Kentucky’s lone HBCU is in flux.
Pupil organizers and alums met Monday (Mar. 30) to contemplate amendments to a not too long ago handed state senate invoice that will fully change the id of the state’s solely Traditionally Black Faculty and College, alter admission necessities and the college’s mission.
Final week, the state senate unanimously handed Senate Invoice 185, which might reclassify Kentucky State College as a land-grant polytechnic establishment. Different notable HBCUs which are land-grant establishments embody Alabama A&M and Tuskegee College, Florida A&M College, Alcorn State College, North Carolina A&T College, Langston College, South Carolina State College, Tennessee State College, Prairie View A&M College, and Virginia State College.
A polytechnic college facilities on technical, engineering and science schooling.
College students at Okay-State argued that the transfer to a polytechnic college can be a significant change for liberal arts majors. Others consider the transfer can be a type of whitewashing the college’s historical past, which dates again to 1886.
“I really feel like we’re white washing all the pieces and I really feel we’re going to do the identical factor with Kentucky State College,” Kristie Powe, a Kentucky State alum, advised WKYT.
The establishment confronted an intense dialogue of closure amongst lawmakers.

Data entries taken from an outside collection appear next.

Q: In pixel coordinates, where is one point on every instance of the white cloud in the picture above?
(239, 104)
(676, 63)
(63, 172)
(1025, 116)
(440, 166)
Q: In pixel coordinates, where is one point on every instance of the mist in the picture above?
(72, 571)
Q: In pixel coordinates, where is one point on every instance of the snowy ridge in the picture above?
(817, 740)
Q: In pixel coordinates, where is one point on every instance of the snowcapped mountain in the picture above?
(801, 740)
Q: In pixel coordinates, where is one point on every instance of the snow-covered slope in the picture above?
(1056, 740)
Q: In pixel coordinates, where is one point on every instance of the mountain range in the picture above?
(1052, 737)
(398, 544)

“We grew to become satisfied that now was not the time to shut Kentucky State, however quite to be a associate within the redefinition of this establishment and what it may possibly imply for the commonwealth,” state senator Chris McDaniel stated. If handed by the Common Meeting, Senate Invoice 185 would declare a “state of monetary exigency” for the subsequent 5 years, prompting college management to retain solely the school and employees required to help the enrollment of 1,000 college students.

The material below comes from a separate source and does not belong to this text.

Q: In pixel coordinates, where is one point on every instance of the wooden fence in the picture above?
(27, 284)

Moreover, the invoice requires KSU to supply no more than 10 areas of educational research, excluding completely on-line applications. It additionally impacts Greek life on the college, requiring fraternities and sororities to reapply for constitution recognition. Whilst college students put together a protest in opposition to the invoice, campus management argues that the college would stay categorized as an HBCU with a deal with STEM.

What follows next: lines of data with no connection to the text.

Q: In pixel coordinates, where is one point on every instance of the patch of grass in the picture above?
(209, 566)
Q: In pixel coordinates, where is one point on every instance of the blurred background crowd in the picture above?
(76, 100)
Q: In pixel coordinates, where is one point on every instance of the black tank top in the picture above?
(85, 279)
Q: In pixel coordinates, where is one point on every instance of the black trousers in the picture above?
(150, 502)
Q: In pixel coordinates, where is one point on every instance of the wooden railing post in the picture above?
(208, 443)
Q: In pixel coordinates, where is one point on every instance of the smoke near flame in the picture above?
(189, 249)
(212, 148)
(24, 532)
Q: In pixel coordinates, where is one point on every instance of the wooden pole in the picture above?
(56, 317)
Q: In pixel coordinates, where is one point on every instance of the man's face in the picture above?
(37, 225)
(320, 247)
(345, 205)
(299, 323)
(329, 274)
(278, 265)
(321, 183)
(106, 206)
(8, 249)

“Our repositioning alongside these traces will likely be a part of a for much longer historical past of evolution at Kentucky State. Since our founding in 1886 and our designation as a 1890 land-grant establishment simply 4 years later, the College has continued to develop and alter in response to the wants of Kentucky,” Kentucky State President Dr. Koffi Akakpo wrote in a letter addressed to the KSU neighborhood. “…This second needs to be understood not as a break from who we’re, however as one other chapter in who we have gotten.”